Children Grieve Too

Children Grieve Too

Posted on November 25, 2014 by Ladybug Child Care Center

“When is my mommy coming home from heaven? I’ve been waiting and waiting.”  -Question asked by 5-year-old whose mother has just died

The old adage that children don’t experience grief as deeply as adults is just that, old. Grief is a normal and natural reaction for children experiencing divorce, separation and loss. However, children are often the “forgotten mourners.” There are many reasons for this. Children’s needs are often overlooked in the emotional turmoil, as the adults around them are trying to find a new normal in the middle of chaos. Sometimes adults think that by not confronting the issue, they are shielding the little one from the pain (this does not work). And sometimes adults think that children don’t understand death, and therefore aren’t affected deeply by it.

When a child is experiencing a loss, it is important to tell them the truth, answer their questions, and to say “I love you” often. Before having a conversation with a child, plan what you are going to say. Also, it is important to be age-aware when talking to them.

Adults can help children express their feelings by:

  • Listening
  • Helping them find words for their feelings
  • Letting them be honest
  • Acknowledging their feelings
  • Clearing up misunderstandings
  • Setting the record straight
  • Being patient
  • Reassuring them

It is important that children do not grieve alone. Sharing stories and reminiscing is a good way to help a child with their grief. Reading a book together is another great way to start a conversation with a child as they work through their grief.
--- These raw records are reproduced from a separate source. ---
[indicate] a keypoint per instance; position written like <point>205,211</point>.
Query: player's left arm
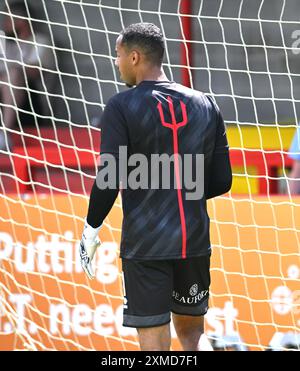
<point>220,172</point>
<point>102,198</point>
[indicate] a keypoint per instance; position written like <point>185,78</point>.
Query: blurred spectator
<point>286,341</point>
<point>294,154</point>
<point>231,343</point>
<point>25,55</point>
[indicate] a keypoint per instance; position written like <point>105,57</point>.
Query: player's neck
<point>153,74</point>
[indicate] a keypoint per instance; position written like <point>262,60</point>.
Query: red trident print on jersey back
<point>174,126</point>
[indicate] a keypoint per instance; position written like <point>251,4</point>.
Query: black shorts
<point>154,289</point>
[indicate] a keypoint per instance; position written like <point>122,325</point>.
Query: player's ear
<point>135,57</point>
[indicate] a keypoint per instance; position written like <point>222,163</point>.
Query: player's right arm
<point>102,198</point>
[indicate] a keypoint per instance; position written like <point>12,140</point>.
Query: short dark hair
<point>148,38</point>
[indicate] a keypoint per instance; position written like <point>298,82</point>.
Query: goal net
<point>57,73</point>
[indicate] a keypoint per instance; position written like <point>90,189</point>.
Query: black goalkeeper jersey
<point>156,118</point>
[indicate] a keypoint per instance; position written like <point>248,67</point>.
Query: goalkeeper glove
<point>88,245</point>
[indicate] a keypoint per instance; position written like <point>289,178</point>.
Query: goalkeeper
<point>165,245</point>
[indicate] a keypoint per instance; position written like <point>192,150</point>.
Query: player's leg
<point>147,301</point>
<point>155,338</point>
<point>190,332</point>
<point>190,302</point>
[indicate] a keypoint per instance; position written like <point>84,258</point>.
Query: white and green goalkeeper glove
<point>87,248</point>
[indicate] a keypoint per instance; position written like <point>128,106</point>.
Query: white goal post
<point>54,85</point>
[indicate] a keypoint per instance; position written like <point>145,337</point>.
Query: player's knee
<point>187,325</point>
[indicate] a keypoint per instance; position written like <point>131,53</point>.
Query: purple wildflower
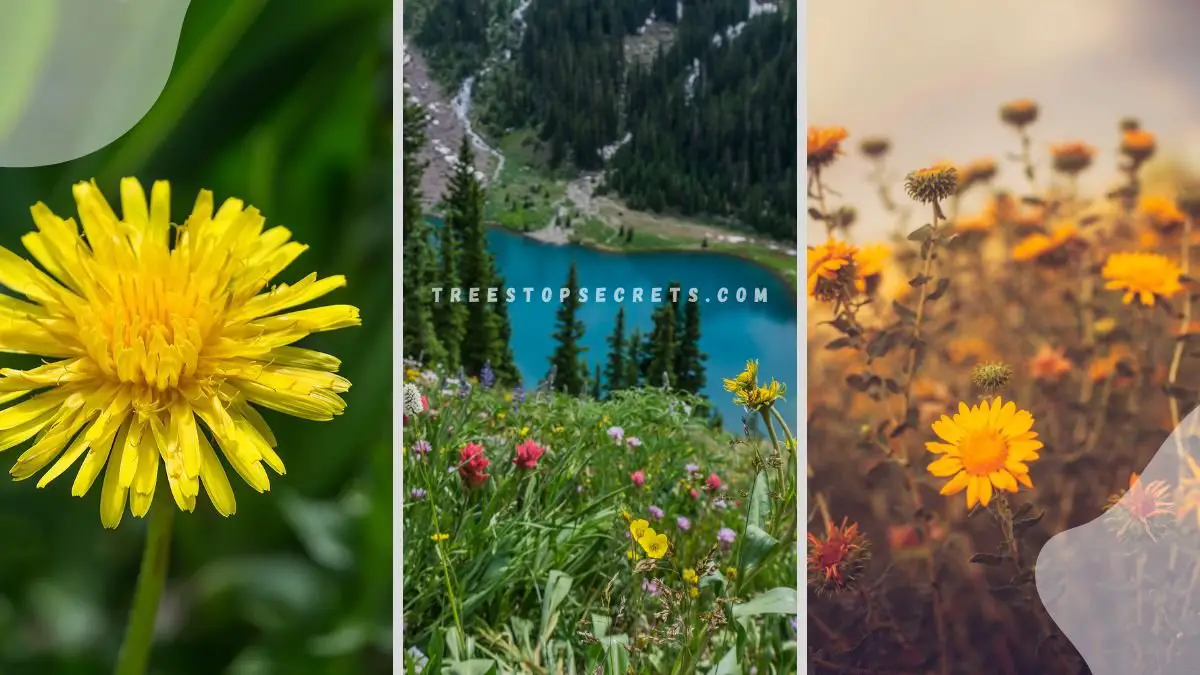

With older children, a car ride where no one is looking the other in the eye encourages conversation.

While grieving is normal, the following behaviors are red flags:

  • Sleep problems
  • Poor concentration
  • Trouble at school
  • Drug or alcohol abuse
  • Self-injury, cutting or eating disorders
  • Frequent angry or violent outbursts
  • Withdrawal from loved ones
  • Refusal of loved activities

These are indications that something more serious is going on and professional help is needed.

Loss is a normal part of life, and unfortunately, no one is immune from it. Sharing your loss with others helps us deal with it. Children are no exception.